Yonatan ben Yosef, Jonathan, son of Joseph,
was a shochet, a butcher, in the Pale of Settlement.
With a smooth blade, he slit the throats of steers,
drained the blood into a bucket, salted the meat
to make it fully kosher.
He didn’t own the cattle, only slaughtered it.
Shtetl life was brutal, the threat of pogroms constant.
I know only that and the eyes that pierce the photo
on my mantle, so savage my children took it down
and buried it in a cupboard.
Maybe those eyes blackened when his son was conscripted
into the tsar’s army, landing in a Cossack unit.

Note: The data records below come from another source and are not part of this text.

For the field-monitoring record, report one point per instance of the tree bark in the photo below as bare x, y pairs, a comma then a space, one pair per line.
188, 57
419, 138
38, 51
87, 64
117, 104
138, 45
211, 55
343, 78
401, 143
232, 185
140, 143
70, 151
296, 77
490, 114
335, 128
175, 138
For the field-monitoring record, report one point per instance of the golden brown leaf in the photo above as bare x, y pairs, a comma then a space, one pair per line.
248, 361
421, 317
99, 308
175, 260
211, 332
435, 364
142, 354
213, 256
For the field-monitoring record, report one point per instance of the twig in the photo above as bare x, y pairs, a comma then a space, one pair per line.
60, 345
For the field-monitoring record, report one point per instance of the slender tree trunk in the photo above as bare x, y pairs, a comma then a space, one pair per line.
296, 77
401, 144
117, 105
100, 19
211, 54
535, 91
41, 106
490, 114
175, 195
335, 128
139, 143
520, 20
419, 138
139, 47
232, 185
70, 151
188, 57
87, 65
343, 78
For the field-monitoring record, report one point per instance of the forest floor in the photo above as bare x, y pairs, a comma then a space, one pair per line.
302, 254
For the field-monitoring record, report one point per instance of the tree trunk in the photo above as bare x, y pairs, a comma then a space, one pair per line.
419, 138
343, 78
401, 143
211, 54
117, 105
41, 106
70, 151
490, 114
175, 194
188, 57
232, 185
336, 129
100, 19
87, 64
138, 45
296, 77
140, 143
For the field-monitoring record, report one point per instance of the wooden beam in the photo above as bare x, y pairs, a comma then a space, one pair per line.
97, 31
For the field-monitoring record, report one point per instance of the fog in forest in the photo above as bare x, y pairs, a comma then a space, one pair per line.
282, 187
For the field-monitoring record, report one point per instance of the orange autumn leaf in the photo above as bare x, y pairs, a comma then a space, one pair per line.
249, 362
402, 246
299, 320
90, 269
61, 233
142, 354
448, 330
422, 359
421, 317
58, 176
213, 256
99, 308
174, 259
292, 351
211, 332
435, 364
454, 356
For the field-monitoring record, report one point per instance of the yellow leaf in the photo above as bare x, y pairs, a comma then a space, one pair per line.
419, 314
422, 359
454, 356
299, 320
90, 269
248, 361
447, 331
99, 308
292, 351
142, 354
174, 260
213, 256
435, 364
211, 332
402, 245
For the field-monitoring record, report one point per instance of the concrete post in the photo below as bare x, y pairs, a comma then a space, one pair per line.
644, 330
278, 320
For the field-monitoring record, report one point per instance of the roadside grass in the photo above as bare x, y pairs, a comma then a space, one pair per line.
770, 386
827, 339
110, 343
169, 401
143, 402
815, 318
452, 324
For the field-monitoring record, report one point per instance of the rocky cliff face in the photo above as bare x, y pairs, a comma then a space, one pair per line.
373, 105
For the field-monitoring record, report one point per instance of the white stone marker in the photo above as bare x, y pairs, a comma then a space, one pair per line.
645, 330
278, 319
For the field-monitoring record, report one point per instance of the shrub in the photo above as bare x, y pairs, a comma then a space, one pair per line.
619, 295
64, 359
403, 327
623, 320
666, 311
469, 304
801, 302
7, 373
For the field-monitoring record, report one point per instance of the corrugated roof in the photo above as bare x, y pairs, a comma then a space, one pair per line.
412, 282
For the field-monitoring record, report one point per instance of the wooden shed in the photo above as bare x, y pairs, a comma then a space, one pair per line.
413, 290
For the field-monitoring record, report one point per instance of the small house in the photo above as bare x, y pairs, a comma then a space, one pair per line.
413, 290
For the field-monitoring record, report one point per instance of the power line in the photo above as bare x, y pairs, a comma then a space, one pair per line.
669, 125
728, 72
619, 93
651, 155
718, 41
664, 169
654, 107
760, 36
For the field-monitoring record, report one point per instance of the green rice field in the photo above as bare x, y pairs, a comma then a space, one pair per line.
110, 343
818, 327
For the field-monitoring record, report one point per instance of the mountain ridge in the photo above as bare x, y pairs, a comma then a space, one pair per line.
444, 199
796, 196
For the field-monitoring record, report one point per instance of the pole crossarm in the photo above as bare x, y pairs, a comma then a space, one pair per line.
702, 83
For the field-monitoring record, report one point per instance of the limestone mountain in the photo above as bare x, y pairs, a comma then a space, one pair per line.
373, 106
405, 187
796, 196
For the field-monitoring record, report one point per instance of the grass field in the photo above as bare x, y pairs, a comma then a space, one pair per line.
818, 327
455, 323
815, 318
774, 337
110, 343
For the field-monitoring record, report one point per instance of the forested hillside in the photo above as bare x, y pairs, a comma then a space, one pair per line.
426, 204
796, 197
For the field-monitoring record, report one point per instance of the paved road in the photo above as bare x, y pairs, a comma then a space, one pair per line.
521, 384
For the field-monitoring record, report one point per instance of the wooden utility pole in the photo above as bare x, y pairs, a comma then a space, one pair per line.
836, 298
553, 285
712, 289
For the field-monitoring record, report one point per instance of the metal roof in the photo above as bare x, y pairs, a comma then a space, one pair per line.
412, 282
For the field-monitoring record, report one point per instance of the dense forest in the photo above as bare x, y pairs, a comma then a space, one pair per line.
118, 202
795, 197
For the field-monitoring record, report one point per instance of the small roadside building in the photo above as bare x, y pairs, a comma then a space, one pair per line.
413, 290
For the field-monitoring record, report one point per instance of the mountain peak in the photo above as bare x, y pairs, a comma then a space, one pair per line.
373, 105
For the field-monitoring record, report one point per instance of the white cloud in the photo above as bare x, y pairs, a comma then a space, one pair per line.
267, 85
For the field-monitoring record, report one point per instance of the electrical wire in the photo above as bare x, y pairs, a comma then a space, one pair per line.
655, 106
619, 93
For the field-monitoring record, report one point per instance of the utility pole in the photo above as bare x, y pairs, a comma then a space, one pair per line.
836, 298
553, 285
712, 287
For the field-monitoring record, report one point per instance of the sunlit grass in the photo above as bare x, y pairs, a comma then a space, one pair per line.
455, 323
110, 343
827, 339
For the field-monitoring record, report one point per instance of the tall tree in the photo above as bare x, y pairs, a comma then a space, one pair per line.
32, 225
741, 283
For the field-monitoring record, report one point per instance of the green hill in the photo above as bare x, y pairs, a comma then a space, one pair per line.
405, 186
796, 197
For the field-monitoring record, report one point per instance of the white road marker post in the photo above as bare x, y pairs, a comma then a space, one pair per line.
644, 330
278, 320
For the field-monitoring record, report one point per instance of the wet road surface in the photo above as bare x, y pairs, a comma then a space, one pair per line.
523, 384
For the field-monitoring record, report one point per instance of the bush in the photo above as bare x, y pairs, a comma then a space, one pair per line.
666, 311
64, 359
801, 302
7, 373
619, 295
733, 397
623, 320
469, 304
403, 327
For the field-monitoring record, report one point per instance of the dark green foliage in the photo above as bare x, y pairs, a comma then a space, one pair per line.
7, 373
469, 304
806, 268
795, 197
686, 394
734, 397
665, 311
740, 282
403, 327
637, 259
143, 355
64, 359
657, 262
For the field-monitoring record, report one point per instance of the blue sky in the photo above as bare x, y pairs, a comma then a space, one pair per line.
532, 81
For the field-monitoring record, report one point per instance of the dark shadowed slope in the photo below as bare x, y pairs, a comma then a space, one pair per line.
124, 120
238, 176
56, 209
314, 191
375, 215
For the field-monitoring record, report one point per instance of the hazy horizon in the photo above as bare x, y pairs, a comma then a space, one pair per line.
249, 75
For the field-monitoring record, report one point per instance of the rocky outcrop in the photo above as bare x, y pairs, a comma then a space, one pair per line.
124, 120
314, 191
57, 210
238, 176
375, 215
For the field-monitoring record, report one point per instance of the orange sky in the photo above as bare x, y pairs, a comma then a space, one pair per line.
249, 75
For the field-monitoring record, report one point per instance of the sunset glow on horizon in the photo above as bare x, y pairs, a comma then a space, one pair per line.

A scrawny Jew with a caterpillar moustache,
who couldn’t match the sabers or vodka of his fellow soldiers.
Six years later, he slipped out of the army, walked to a train,
a boat to cross the ocean. This must be the wandering gene
that propelled my father to leave the comforts of America
to help rebuild Europe and later flung me afield to Russia
with my own children.
Now in Nebraska, I think of these men buried on both coasts,
far from this center of the country. The prairie stores
its own sad histories: winters that smothered the hopes
of homesteaders, plagues that devoured the crops,
dust storms that darkened the skies.
This morning, after the thunder has crumpled to a whimper
and the rain quiets, the chant of the red-winged blackbird
bounces from green ash to red cedar and the partridge pea
flaunts its yellow. It is impossible to remain gloomy,
even for this granddaughter of immigrants fed on
mistrust and shadows.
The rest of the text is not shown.